This series gives an advanced guide to different recurrent neural networks (RNNs). You will gain an understanding of the networks themselves, their architectures, applications, and how to bring the models to life using Keras.
In this tutorial we’ll start by looking at deep RNNs. Specifically, we’ll cover:
- The Idea: Speech Recognition
- Why an RNN?
- Introducing Depth Into the Network: Deep RNNs
- The Mathematical Notion
- Generating Music Using a Deep RNN
- Conclusion
Let’s get started!
Bring this project to life
The Idea: Speech Recognition
Speech Recognition is the identification of the text in speech by computers. Speech, as we perceive it, is sequential in nature. If you are to model a speech recognition problem in deep learning, which model do you think suits the task best?
As we'll see, it could very well be a recurrent neural network, or RNN.
Why an RNN?
Handwriting recognition is similar to speech recognition, concerning the data type at least–they both are sequential. Interestingly, RNNs have generated state-of-the-art results in recognizing handwriting as can be seen in Online Handwriting Recognition and Offline Handwriting Recognition research. RNNs have proved to generate efficient outputs with sequential data.
Thus, we might optimistically say that an RNN can best fit a speech recognition model as well.
Yet, unanticipatedly, when a speech recognition RNN model was fit onto the data, the results were not as promising. Deep feedforward neural networks generated better accuracy in comparison to a typical RNN. Although RNNs fared pretty well in handwriting recognition, it wasn’t considered to be a suitable choice for the speech recognition task.
After analyzing why the RNNs failed, researchers proposed a possible solution to attain greater accuracy: by introducing depth into the network, similar to how a deep feed-forward neural network is composed.

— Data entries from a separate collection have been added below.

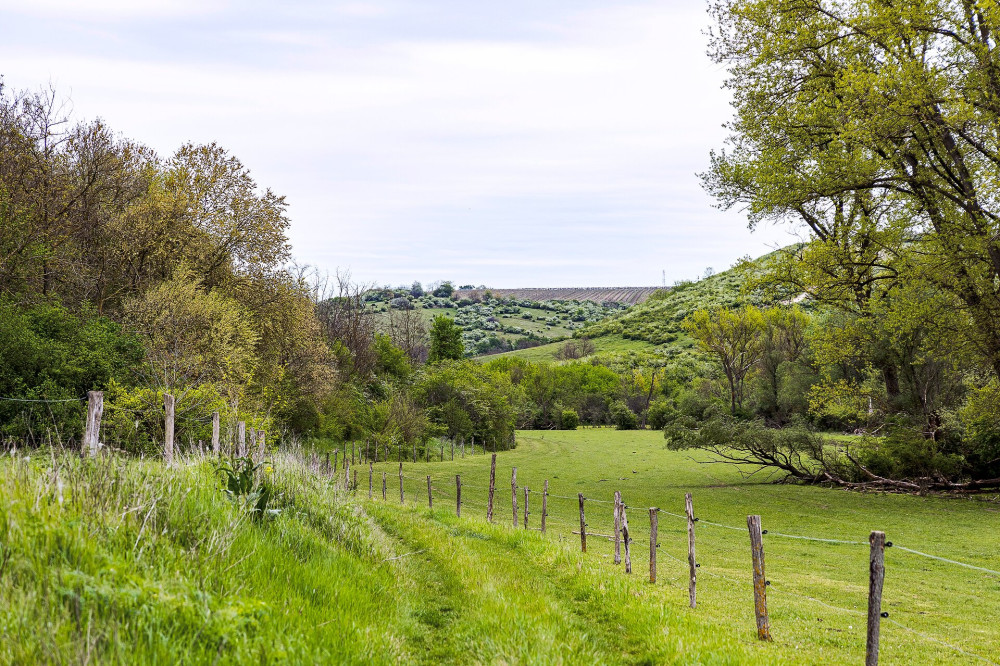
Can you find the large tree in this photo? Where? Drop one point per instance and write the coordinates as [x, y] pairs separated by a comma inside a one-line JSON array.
[[874, 125]]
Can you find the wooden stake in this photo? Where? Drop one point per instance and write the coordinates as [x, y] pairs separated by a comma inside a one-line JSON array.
[[876, 576], [626, 539], [653, 545], [168, 443], [95, 409], [215, 433], [759, 580], [241, 439], [513, 492], [545, 503], [692, 562], [618, 527], [493, 483]]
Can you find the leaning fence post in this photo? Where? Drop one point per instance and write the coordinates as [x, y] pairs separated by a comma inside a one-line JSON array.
[[876, 575], [168, 440], [692, 562], [513, 492], [95, 408], [526, 491], [618, 527], [653, 544], [241, 439], [626, 539], [545, 503], [493, 483], [759, 579], [215, 433]]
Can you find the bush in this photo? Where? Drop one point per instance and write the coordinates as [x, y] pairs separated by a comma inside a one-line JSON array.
[[569, 419], [622, 417]]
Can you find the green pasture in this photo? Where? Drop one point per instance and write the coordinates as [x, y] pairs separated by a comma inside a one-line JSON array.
[[818, 593]]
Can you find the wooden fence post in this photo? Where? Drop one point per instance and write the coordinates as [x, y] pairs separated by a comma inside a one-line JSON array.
[[168, 443], [618, 527], [545, 503], [692, 562], [526, 491], [653, 544], [626, 539], [95, 409], [493, 483], [876, 576], [513, 492], [215, 433], [241, 439], [759, 579]]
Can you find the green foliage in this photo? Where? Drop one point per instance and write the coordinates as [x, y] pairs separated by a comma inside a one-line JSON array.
[[446, 340], [622, 417], [569, 420]]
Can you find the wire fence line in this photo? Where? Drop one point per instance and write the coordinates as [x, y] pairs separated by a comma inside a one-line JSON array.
[[561, 525]]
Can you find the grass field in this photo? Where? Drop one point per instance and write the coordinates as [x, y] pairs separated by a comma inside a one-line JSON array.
[[126, 561]]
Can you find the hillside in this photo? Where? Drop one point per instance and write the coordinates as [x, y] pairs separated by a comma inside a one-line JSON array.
[[628, 295]]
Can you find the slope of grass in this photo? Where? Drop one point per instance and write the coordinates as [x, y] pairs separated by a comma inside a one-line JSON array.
[[818, 596], [127, 561]]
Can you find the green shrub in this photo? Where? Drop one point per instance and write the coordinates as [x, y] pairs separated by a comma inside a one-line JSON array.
[[569, 419]]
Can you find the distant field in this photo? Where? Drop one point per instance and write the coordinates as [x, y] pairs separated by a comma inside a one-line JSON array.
[[604, 344], [630, 295]]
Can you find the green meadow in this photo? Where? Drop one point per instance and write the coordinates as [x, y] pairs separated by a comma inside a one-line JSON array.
[[121, 560]]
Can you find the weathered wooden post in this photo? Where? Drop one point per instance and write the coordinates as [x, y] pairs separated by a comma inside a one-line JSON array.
[[759, 580], [513, 492], [168, 440], [526, 491], [493, 482], [618, 527], [215, 433], [545, 503], [241, 439], [692, 562], [653, 544], [92, 435], [876, 576], [626, 539]]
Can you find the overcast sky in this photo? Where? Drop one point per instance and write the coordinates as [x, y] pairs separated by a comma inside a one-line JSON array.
[[515, 143]]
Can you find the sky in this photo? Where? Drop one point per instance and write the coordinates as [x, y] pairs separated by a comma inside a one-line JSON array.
[[524, 143]]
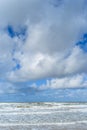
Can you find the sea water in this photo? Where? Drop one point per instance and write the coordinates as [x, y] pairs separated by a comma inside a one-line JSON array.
[[43, 116]]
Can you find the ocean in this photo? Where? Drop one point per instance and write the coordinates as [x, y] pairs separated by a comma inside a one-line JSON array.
[[43, 116]]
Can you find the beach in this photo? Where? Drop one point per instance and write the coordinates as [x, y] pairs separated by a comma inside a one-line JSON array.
[[43, 116]]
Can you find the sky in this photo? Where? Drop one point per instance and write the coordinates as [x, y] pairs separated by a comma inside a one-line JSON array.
[[43, 50]]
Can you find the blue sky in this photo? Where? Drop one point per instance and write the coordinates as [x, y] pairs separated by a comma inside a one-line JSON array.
[[43, 50]]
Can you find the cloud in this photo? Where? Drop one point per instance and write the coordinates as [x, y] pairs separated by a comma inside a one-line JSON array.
[[47, 48], [77, 81]]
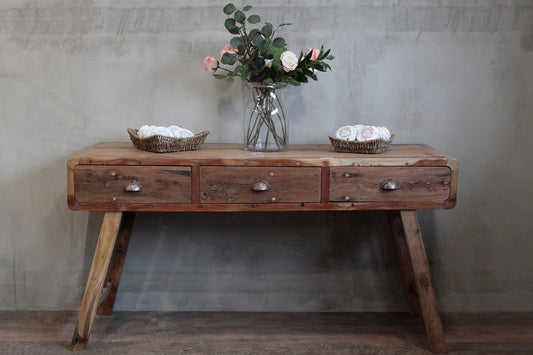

Introducing Depth into the Network: Deep RNNs
An RNN is deep with respect to time. But what if it’s deep with respect to space as well, as in a feed-forward network? This is the fundamental notion that has inspired researchers to explore Deep Recurrent Neural Networks, or Deep RNNs.
In a typical deep RNN, the looping operation is expanded to multiple hidden units.
An RNN can also be made deep by introducing depth to a hidden unit.
This model increases the distance traversed by a variable from time $t$ to time $t + 1$. It can have simple RNNs, GRUs, or LSTMs as its hidden units. It helps in modeling varying data representations by capturing the data from all ends, and enables passing multiple/single hidden state(s) to the multiple hidden states of the subsequent layers.
The Mathematical Notion
The hidden state in a deep RNN can be given by the following equation:
$$H^{l}_t = \phi^{l}(H^{l}_{t-1} * W^{l}_{hh} + H^{l-1}_{t} * W^{l}_{xh} + b^{l}_{h})$$
Where $\phi$ is the activation function, $W$ is the weight matrix, and $b$ is the bias.
The output at a hidden state $H_t$ is given by:
$$O_t = H^{l}_{t} * W_{hy} + b_y$$
The training of a deep RNN is similar to the Backpropagation Through Time (BPTT) algorithm, as in an RNN but with additional hidden units.
Now that you’ve got an idea of what a deep RNN is, in the next section we'll build a music generator using a deep RNN and Keras.
Generating Music Using a Deep RNN
Music is the ultimate language. We have been creating and rendering beautiful melodies since time unknown. In this context, do you think a computer can generate musical notes comparable to how we (and a set of musical instruments) can?
Fortunately, by learning from the multitude of already existing compositions, a neural network does have the ability to generate a new kind of music. Generating music using computers is an exciting application of what a neural network can do. Music created by a neural network has both harmony and melody, and can even be passable as a human composition.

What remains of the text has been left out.